Quem chega com as compras, o saco da farmácia e o telemóvel na mão não tem mão livre para se segurar. E é precisamente nesse momento que precisa de procurar a chave, abrir a porta e transpor um degrau.
A correção: uma prateleira, um murete, um banco baixo, qualquer superfície estável junto à porta onde se possa pousar tudo antes de procurar a chave. Duas mãos livres é meia queda evitada. É a intervenção mais barata desta lista e a que as pessoas mais agradecem.
4. A fechadura pensada para quem tem pressa
Uma fechadura alta, dura, com uma chave pequena, é um problema para quem tem menos força nas mãos ou já não vê tão bem ao perto.
A correção: repensar a altura, garantir luz sobre a própria porta, e escolher uma chave com pega larga ou uma fechadura eletrónica com código. Não é um capricho tecnológico: é a diferença entre entrar sozinha e ficar à espera de alguém.
E a rampa?
É a primeira ideia que ocorre a toda a gente, e é onde vejo mais dinheiro mal gasto.

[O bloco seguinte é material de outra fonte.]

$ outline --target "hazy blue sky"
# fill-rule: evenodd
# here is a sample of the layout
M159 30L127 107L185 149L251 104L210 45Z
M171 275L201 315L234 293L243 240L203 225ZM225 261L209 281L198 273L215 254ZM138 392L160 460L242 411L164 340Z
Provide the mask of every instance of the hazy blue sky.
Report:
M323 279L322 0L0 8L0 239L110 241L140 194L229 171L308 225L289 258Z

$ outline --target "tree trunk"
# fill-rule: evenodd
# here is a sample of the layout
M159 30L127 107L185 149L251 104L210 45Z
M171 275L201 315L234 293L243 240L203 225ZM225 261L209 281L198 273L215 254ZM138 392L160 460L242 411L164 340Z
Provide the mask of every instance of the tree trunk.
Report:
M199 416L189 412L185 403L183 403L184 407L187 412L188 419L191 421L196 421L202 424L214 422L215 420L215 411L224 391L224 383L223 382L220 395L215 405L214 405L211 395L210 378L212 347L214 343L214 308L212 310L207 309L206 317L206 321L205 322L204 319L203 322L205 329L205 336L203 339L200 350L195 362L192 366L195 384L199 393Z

Uma rampa mal feita é mais perigosa do que o degrau que veio substituir. A regra é simples: por cada centímetro de altura, são precisos cerca de doze de comprimento. Um degrau de 20 centímetros pede 2,4 metros de rampa. Quando não há espaço para isso, o que se constrói não é uma rampa, é um plano inclinado que ninguém sobe e que na primeira chuva se transforma num escorrega.

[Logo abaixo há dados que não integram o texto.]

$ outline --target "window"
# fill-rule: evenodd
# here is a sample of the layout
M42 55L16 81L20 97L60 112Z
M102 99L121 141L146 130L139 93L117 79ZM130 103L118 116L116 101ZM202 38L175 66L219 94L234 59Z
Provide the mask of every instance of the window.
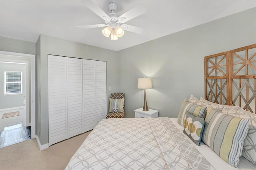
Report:
M4 71L4 95L22 93L22 72Z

Acrescente-se o acabamento errado, cimento afagado ou mosaico brilhante, e temos uma obra que piorou a situação.
Quando não há espaço, há alternativas melhores: um degrau intermédio bem marcado, uma plataforma elevatória, ou mudar a entrada principal para outro ponto da casa.
Por onde começar
Se tiver de escolher uma coisa só, escolha a terceira: arranje onde pousar as compras. É a mais barata, faz-se hoje, e resolve o momento exato em que a pessoa fica mais vulnerável.
Depois, a luz. Depois, o degrau marcado. A fechadura pode esperar.
E, se for possível, faça este percurso uma vez ao fim do dia, com as mãos cheias, como quem chega mesmo a casa. Vai encontrar coisas que nunca reparou de dia.